Ça Ira
- Cover of the fifth issue (August 1920)
- Categories: Art, literature, politics
- Frequency: Monthly
- First issue: 1920
- Final issue: 1923
- Country: Belgium
- Language: French

= Ça Ira (review) =

Belgian monthly magazine

Ça ira was the Belgian monthly magazine that featured avant-garde art, literature and politics.

==History and profile==
Ça Ira was founded by a group of young artists, who came out of the smoking war-wrecked world of 1919 with a new élan. The title Ça ira comes from a song of the French Revolution (article in French, translated as: "We will win!").

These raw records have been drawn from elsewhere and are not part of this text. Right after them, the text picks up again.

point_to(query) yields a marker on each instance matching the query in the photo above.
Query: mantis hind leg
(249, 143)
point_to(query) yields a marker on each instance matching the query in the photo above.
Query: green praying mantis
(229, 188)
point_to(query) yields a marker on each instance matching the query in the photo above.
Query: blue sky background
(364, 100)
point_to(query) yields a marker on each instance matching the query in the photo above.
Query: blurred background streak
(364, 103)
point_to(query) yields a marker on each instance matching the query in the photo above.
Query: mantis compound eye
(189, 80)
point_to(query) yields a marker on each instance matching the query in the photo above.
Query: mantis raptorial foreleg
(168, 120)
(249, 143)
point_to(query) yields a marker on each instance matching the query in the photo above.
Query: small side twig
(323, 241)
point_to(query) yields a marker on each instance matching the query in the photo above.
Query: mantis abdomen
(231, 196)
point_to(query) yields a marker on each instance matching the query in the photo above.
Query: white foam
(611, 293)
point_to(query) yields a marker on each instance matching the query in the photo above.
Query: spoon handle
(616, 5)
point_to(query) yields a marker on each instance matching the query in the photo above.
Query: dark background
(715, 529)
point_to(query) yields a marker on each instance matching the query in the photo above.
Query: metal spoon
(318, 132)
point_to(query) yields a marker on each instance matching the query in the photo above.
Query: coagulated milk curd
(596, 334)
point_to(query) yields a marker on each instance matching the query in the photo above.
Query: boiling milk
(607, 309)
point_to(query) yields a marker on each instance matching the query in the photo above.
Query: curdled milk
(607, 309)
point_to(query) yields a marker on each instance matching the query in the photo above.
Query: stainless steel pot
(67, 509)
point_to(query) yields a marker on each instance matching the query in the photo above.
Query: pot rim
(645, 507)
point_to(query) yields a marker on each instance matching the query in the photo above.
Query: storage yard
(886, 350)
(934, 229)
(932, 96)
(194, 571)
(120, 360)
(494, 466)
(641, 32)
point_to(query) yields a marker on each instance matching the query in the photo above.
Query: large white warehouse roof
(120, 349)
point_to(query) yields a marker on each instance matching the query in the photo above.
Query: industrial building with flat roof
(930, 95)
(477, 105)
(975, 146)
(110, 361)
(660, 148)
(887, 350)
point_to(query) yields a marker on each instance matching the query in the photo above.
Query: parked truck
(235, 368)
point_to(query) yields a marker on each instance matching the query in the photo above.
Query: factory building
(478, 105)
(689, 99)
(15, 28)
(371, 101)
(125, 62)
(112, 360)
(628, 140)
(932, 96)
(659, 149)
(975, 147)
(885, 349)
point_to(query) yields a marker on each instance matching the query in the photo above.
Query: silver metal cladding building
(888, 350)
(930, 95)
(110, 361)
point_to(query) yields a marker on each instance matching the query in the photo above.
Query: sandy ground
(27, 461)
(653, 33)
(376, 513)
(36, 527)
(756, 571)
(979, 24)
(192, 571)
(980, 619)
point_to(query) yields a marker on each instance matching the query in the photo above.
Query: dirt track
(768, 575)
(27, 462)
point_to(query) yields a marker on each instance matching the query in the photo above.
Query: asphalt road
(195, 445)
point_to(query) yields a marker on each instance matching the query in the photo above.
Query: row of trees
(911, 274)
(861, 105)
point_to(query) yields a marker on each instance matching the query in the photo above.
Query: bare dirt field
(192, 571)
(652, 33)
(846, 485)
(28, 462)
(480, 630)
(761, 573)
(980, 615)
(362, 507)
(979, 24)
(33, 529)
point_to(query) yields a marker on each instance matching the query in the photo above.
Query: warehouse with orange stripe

Twenty editions were published in Antwerp from April 1920 to January 1923.

The members (many of whom later achieved great fame and notoriety) included Paul Colin, Theo van Doesburg, the young artist Maurice van Essche who was the leader of the group, Abel Lurkin, Paul Neuhuys, Arthur Pétronio, Charles Plisnier, Han Ryner, while very appealing dada and expressionist woodcuts and linos were added by Floris Jespers, Paul Joostens, Frans Masereel, Jan Cockx, Jozef Cantré, Karel Maes and Jozef Peeters. One finds incidental contributions by Paul Van Ostaijen, Paul Éluard, Francis Picabia, Pound, Iwan Goll, Blaise Cendrars and Kassak.